= Size–weight illusion =

Perceptional illusion

The size–weight illusion, also known as the Charpentier illusion, is named after the French physician Augustin Charpentier because he was the first to demonstrate the illusion experimentally.
It is also called De Moor's illusion, named after Belgian physician Jean Demoor (1867–1941).

==Description==
The illusion occurs when a person underestimates the weight of a larger object (e.g. a box) when compared to a smaller object of the same mass. The illusion also occurs when the objects are not lifted against gravity, but accelerated horizontally, so it should be called a size-mass illusion. Similar illusions occurs with differences in material and colour: metal containers feel lighter than wooden containers of the same size and mass, and darker objects feel heavier than brighter objects of the same size and mass. These illusions have all been described as contrast with the expected weight, although the size-weight illusion occurs independent of visual estimates of the volume of material and the illusion does not depend on expectations, but occurs also if visual size information is only provided while already lifting. The expected weight or density can be measured by matching visible and hidden weights, lifted in the same manner. This gives an expected density of about 1.7 for metal canisters and 0.14 for polystyrene blocks. Density expectations may assist in selecting suitable objects to throw.

==Explanation==
An early explanation of these illusions was that people judge the weight of an object from its appearance and then lift it with a pre-determined force. They expect a larger object to be heavier and therefore lift it with greater force: the larger object is then lifted more easily than the smaller one, causing it to be perceived as lighter. This hypothesis was disproved by an experiment in which two objects of the same mass, same cross section, but different height were placed on observers' supported hands, and produced a passive size–weight illusion. Recent studies have also shown that the lifting force quickly adapts to the true mass of the objects, but the size–weight illusion remains. The illusion therefore cannot be explained by the manner of lifting, and must be due to some perceptual rescaling based on prior expectations. The rescaling has been described as sub-optimal (anti-Bayesian), in that the central nervous system integrates prior expectations with current proprioceptive information in a way that emphasises the unexpected information rather than taking an average of all information. It has also recently been suggested that the illusion may not be anti-Bayesian, but may instead rely on more complex yet still optimal inference processes than traditionally suggested.

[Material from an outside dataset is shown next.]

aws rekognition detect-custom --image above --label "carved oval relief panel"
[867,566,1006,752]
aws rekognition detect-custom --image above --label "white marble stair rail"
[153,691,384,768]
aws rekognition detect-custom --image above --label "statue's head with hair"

Other models describe the rescaling as partly beneficial, in that it enhances discrimination. Contrast effects are common in many perceptual modalities, and are similar to physiological adaptation. Adaptation can be explained as a change in the gain of the system, the gain being set to the appropriate level for maximum discrimination and for protection against sensory overload. Contrast effects may similarly be related to efficient neural coding. If the selected range is either too high or too low, as in the size–weight illusion, there is both a contrast illusion and a loss of discrimination. It has been found that weight discrimination deteriorates if objects are lighter than their expected density, or heavier than their expected density. Models of this type can account for perceptual rescaling without involving the manner of lifting.

It has also been demonstrated that, taking three empty matchboxes, and putting a weight in one of them, the weighted box lifted on its own feels heavier than all three boxes lifted together with the heavy one on top.